I remember the excitement, the joy, the nervousness, the nail biting and the screaming soon to be mothers. Our son was too lazy to position himself for the descent so we opted to have him delivered by Cesarean section. All was well and he was to be delivered early. Since my wife was having surgery she wasn't allowed to eat. That would have been fine since the surgery was scheduled early but the hospital filled rather early with women in labor and the delivery rooms were booked. As a result, since my wife wasn't an emergency, she didn't delivery our son until 4:40 PM that afternoon. The nursing staff took pity on me and allowed me to share their pizza so that I wouldn't be starving but I felt bad for my wife who couldn't eat.
At the time of delivery all went well. I scrubbed down and put on the blue suit over my clothes and the filter over my mouth and nose. Ready with camera in hand to snap those first pictures. I calmly watched as the doctors began the surgery; so calm my wife had to ask if they had begun yet. After a few moments the doctor had our son dangling from his hand, a sight I'll never forget. Joy overwhelmed me as they cut the umbilical cord and whisked my son to the warming table. I quickly followed them to watch over the process of cleaning him up and getting him ready for that first kiss from his mother.
Once the nurses had finished their routine cleaning and checkup they swaddled my son in blankets and then handed him to me. I couldn't have been prouder at that moment than any other time in my life; other than the day of my wedding. I carefully carried my son to where my wife was still being examined by the doctor and laid him on her bossom to kiss and hug. The anesthesiologist, took my camera and took our first family photo. The joy I felt still swells my eyes with tears as I am writing this.
Finally the doctor had my wife in stitches and sewn back together. One set of nurses took our new born son while another set took my wife to recovery for observation as the epidural anesthegia wore off. I followed my wife and we lovingly staired at one another speechless about what we had just experienced. The emotions were just running wild about the delivery of our first born son. Finally we calmed down and I took the list of phone numbers my wife had prepared and started dialing to let our family and friends know that all was well and good.
Once my wife was allowed to go back to the room our son was wheeled to us in his bassinet. A nurse came in to show my wife how to allow our son to suckle her breast. Later I was allowed to clean his diaper. Emotions of these first experiences are just immeasurable and really difficult to explain. Wow, I'm really a Dad! Wow, I really have a son! Awe struck by it all. What will the future hold?

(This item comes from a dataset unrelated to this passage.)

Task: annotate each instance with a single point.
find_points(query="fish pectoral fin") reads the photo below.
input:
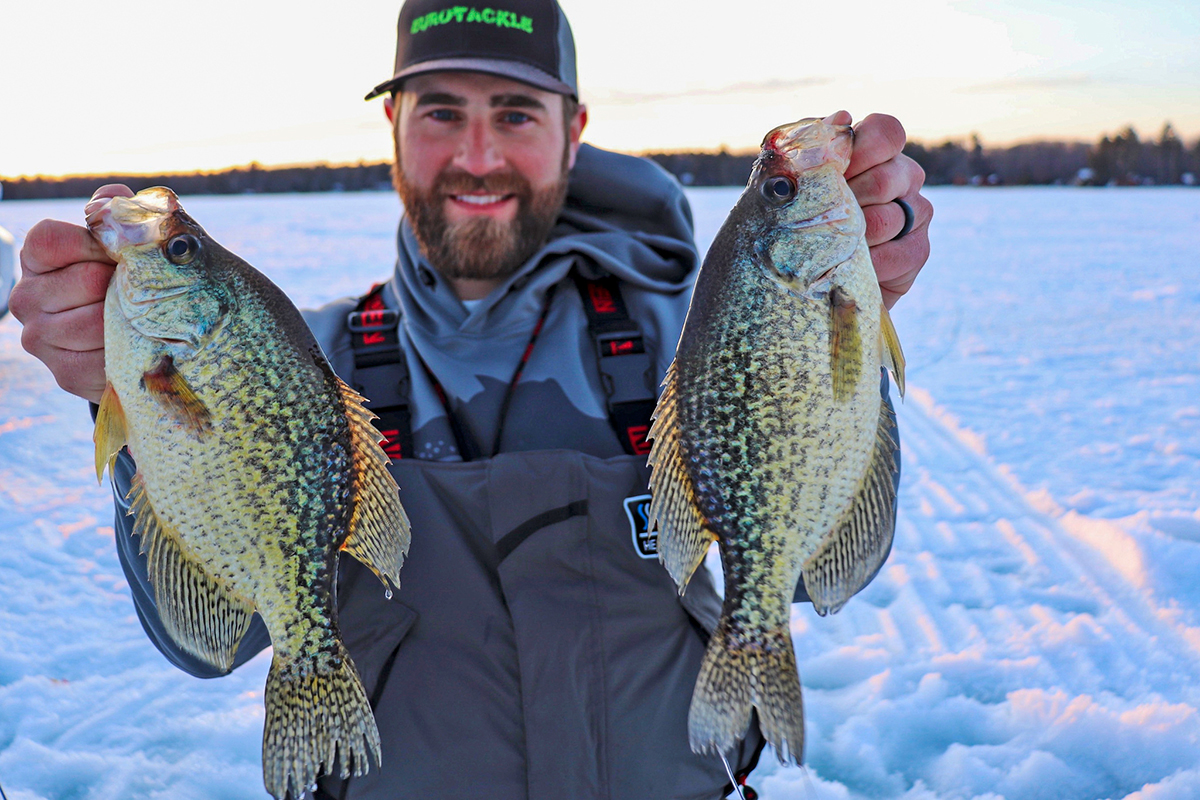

I took a week off from work in order to help with our new son. He was such a beauty, joy, wonder and he became our world, our focus, our everything. I had fun feeding, bathing and caring for this little vunerable bundle of joy. But soon the week ended and I had to go back to work. Who could actually do work, my thoughts were with my wife and son. I took comfort in that Mom-In-Law had came to help while my wife recovered from surgery. Good thing, too, my wifes gut burst open, or so it seemed. It was just fluid build up that hadn't drained properly but it was a big mess. I left Mom-In-Law in charge of cleanup and baby and took my wife to the ER. We were both scared not knowing what had happened. But that was just the beginning of things that were to come. Life as we knew it before our first born was never again the same.